The paper also presents solutions for functionally enhancing the user's interface to the file system. These enhancements are long file names, file locking, symbolic links, file renaming and a quota mechanism.

The improvements suggested by the paper assume that the performance bottleneck of the system is the disk seek latency for read operations. I think the paper does not give enough motivation for this assumption. This makes it difficult to analyze if the improvements are still valid when underlying technology changes.
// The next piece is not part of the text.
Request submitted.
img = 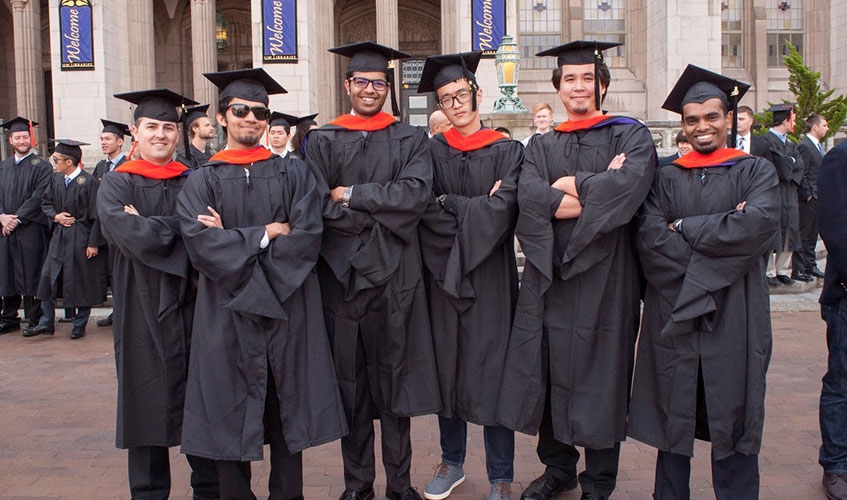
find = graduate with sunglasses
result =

--------------------------------------------------------------------------

The Design and Implementation of a Log-Structured File System

--------------------------------------------------------------

This paper describes a new technique for disk storage management called log-structured file system (LFS). This technique is based on the fact that there is a large amount of main memory available for caching disk blocks. Since many disk blocks can be found in the cache, the number of read operations to disk is reduced compared to the number of write operations. Thus, LFS tries to optimize write operations by writing all new information to disk in a log, which is a sequential structure. In this way, almost all seeks are eliminated. In order to avoid degradation in the performance of the reads, the log contains indexing information so that read operations can be performed in a reasonably efficient manner.

A difficulty with the log-based approach is that large extents of free space need to be available for writing new data. The paper presents a technique to overcome this difficulty by separating the data written to the log into segments. In this way, segments of free space can be generated by compressing segments that contain fragmented data. The system uses a cost-benefit policy for choosing which segments to compress. The benefit of cleaning a segment is the amount of free space that will be reclaimed and the amount of time this space is likely to stay free. The cost is the time for copying the segment into memory, and rewriting the live blocks into another segment. The segment with the best cost-benefit is chosen for compression.

Besides optimizing writes, a log-structure file system also permits fast crash-recovery. After a crash the system need only examine the most recent portion of the log to put itself in a consistent state. LFS uses checkpoints to define consistent states of the file system, and roll-forward to retrieve information written after the last checkpoint.

In my opinion, the idea of a log-structured file system is very well supported in the paper. It follows naturally from the observation that write operations are more frequent than read operations in modern systems. Furthermore, the paper justifies very well the design and implementation decisions taken. For example, it gives a very thoroughly and interesting analysis of the policy for choosing a segment to compress.